There are many ways to signal. It doesn't have to be a formal announcement. A "senior Administration official" could tell a reporter that the Obama Administration is considering this. The British could say it, and the Obama Administration could ostentatiously say nothing. A senior Democratic Senator perceived to be close to the Administration on foreign policy could say it, and the Obama Administration could ostentatiously say nothing.

Obviously, a key objective of the insurgency is to drive foreign forces out of the country. By sending this signal, the Obama Administration would be saying, "You want us out? Fine. Negotiate with us, and we will leave faster."

Note that "the US should establish a timetable for military withdrawal" is already the position of the majority of Americans and 60% of the House Democratic Caucus. So by signaling its willingness to establish a timetable for full military withdrawal as part of a peace deal, the Obama Administration would simply be suggesting its willingness to agree as part of a negotiation to do that which a majority of Americans already want the U.S. to do even if there is no negotiation.

2. The Obama Administration could signal that it is willing to end "night raids" in Afghanistan if serious negotiations commence. Night raids – which indiscriminately kill civilians and violate the sanctity of the Afghan home – are arguably the policy of the U.S. military occupation most hated by Afghan public opinion and the Afghan government, which has long called for them to end, so offering to end them would be a powerful incentive to promote talks.

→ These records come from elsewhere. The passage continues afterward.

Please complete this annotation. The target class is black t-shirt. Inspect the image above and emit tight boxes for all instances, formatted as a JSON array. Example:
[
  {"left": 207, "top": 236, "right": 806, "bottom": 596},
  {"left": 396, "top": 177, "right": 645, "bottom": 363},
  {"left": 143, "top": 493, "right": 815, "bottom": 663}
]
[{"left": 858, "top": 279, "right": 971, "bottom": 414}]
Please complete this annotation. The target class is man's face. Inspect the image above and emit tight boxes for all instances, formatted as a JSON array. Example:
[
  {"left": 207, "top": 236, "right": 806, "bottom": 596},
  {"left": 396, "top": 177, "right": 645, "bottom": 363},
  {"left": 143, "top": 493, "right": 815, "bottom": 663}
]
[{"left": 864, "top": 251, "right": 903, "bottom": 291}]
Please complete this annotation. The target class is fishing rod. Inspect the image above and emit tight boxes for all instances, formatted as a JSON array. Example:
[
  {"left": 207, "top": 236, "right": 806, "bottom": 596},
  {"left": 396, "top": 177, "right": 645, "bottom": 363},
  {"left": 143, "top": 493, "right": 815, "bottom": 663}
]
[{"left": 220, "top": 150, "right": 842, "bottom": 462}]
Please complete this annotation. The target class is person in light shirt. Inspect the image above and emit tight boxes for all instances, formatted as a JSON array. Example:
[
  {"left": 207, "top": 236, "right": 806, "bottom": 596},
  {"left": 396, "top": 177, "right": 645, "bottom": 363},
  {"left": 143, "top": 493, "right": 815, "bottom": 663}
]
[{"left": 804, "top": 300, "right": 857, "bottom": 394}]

3. The Obama Administration could signal that it is willing to "downsize and eventually end military operations in southern Afghanistan" – as called for by the Afghanistan Study Group – to promote negotiations.

Naiman's certainly correct that such proposals would put pressure on the Taliban leadership's rhetoric that they see no need to negotiate while they're winning.

Negotiations surface issues: you have to say what you want, and what you are willing to accept. Right now, no-one, not even a U.S. government official, can clearly articulate what the U.S. really wants in Afghanistan, and what the U.S. is willing to accept. What exactly the Taliban want, or are willing to accept, besides driving out foreign forces, has also been the subject of fierce debate.

The Taliban would be forced to respond somehow or be subject to internal pressures towards factionalization – we already know some Taliban leaders are more amenable to dealmaking than others, because Pakistan's ISI arrested Baradur to stop him making a deal without them - and external pressures from supporters among the populace who are simply tired of all war all the time. As Naiman writes "when true positions begin to be revealed, they become the subject of political debate and political pressure".

I wrote a long time ago that, eventually, you have to talk to terrorists if you want to end the terror war. But first, someone has to be willing to actually start the conversation. That seems to me likely to be more successful in bringing the Taliban to the table for serious purposes than any number of whack-a-mole offensives.